Lecturer, Department of French and Italian, Autumn 2025 and Winter 2026
2020: Ph.D., French, Stanford University
2014: M.A., Communication - Media Studies, Stanford University
2014: B.A., French, with Honors, with Distinction, Stanford University

Dr. Chloe Summers Edmondson specializes in the literature and history of early modern France. Her research is situated at the crossroads of literary criticism, cultural history, and media studies. She earned a Ph.D. in 2020 in the department of French and Italian at Stanford University. 
 
Her current book project, provisionally entitled Penning Personas: The Epistolary Culture of the Ancien Régime, charts the emergence of practices for building a socially-oriented persona through letters. Her research traces how letter writers used these practices to present themselves to society through their social networks, from the court society of seventeenth-century France through the Enlightenment. This history of letter-writing practices in the ancien régime thus not only provides a new perspective on early modern epistolary culture, but it also speaks to issues of mediated social expression today.
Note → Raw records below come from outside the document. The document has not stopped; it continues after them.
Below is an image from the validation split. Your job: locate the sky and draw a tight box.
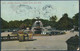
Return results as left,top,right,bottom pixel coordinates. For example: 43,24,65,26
1,1,79,22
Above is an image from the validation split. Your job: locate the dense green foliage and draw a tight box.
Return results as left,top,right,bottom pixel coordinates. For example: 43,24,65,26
1,13,79,30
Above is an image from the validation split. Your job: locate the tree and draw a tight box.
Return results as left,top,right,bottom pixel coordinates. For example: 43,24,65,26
56,13,73,30
0,17,9,29
20,23,26,29
50,16,57,22
72,13,79,26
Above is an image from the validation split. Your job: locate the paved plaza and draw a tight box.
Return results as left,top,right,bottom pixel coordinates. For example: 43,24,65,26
1,31,79,51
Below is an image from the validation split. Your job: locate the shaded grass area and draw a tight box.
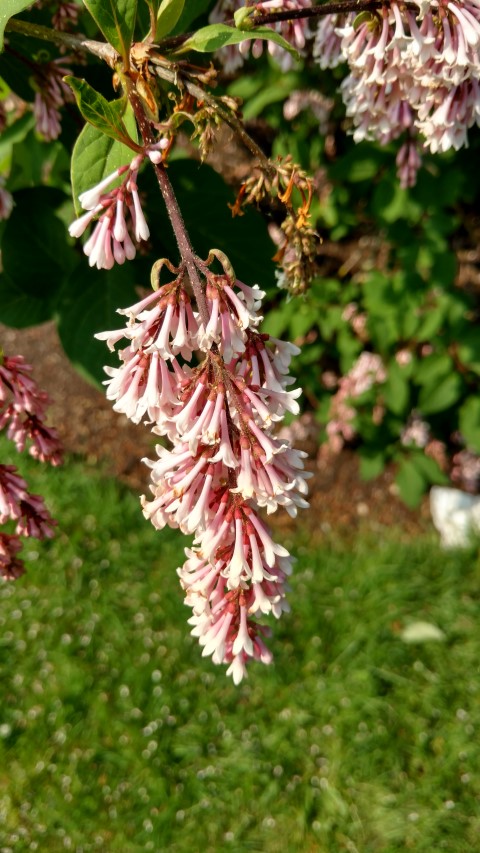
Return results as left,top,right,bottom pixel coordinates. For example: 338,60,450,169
0,450,480,853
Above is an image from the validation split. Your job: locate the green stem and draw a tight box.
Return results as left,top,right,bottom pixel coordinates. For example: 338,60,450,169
128,85,209,327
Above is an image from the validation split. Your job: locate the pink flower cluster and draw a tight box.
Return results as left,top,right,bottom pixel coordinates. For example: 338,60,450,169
0,356,62,580
68,139,168,270
0,355,62,465
314,0,480,181
326,350,387,453
96,253,309,683
33,57,74,142
209,0,312,74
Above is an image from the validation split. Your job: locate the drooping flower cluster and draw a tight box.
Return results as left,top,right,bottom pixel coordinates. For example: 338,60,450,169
0,355,62,580
97,245,308,683
209,0,312,74
68,139,168,270
314,0,480,178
In addition, Chloe is the France-Stanford Center Fellow for the Roxane Debuisson Collection on Paris History. This fellowship supports archival work processing the newly acquired private collection on the history of Paris. 
 
Previously, her interest in the social networks of the Enlightenment led her to work on several projects in the Digital Humanities. Most notably, she co-edited the volume Networks of Enlightenment: Digital Approaches to the Republic of Letters (Oxford University Studies in the Enlightenment, Liverpool University Press, 2019). Her work in this field has also been published in the Journal of Modern History, Digital Humanities Quarterly, and in the edited volume Digitizing Enlightenment: Digital Humanities and the Transformation of Eighteenth-Century Studies (Oxford University Studies in the Enlightenment, Liverpool University Press, 2020). She also served as Director of the Undergraduate Research Program at Cesta from December 2023 - June 2025. 
 
Chloe’s research has been supported by the France-Stanford Center, the Centre de recherches historiques at the École des hautes études en sciences sociales, the School of Humanities & Sciences (Stanford), and The Europe Center (Stanford). In 2018, she was a Visiting Scholar of the Voltaire Foundation at the University of Oxford. Chloe is also a member of the executive committee of the Modern Language Association LLC 18th-Century French Forum (2023-2028).
 
Since 2022, Chloe has been teaching courses in the Department of French & Italian. Topics include early modern French literature from the Middle Ages through the French Revolution, French intellectual culture, and the history of love and the genre of the novel in France, at both the undergraduate and graduate level. In the DLCL, she is co-director of the research group, "French-Speaking Worlds: Then and Now." She also served as Chair of Undergraduate Studies in French in AY22-23. 
 
Following the completion of her Ph.D., she was a lecturer in the program Civic, Liberal, and Global Education (previously Thinking Matters) from 2020 to 2022, where she taught interdisciplinary courses in creative writing, anthropology, and the impact of technology in society.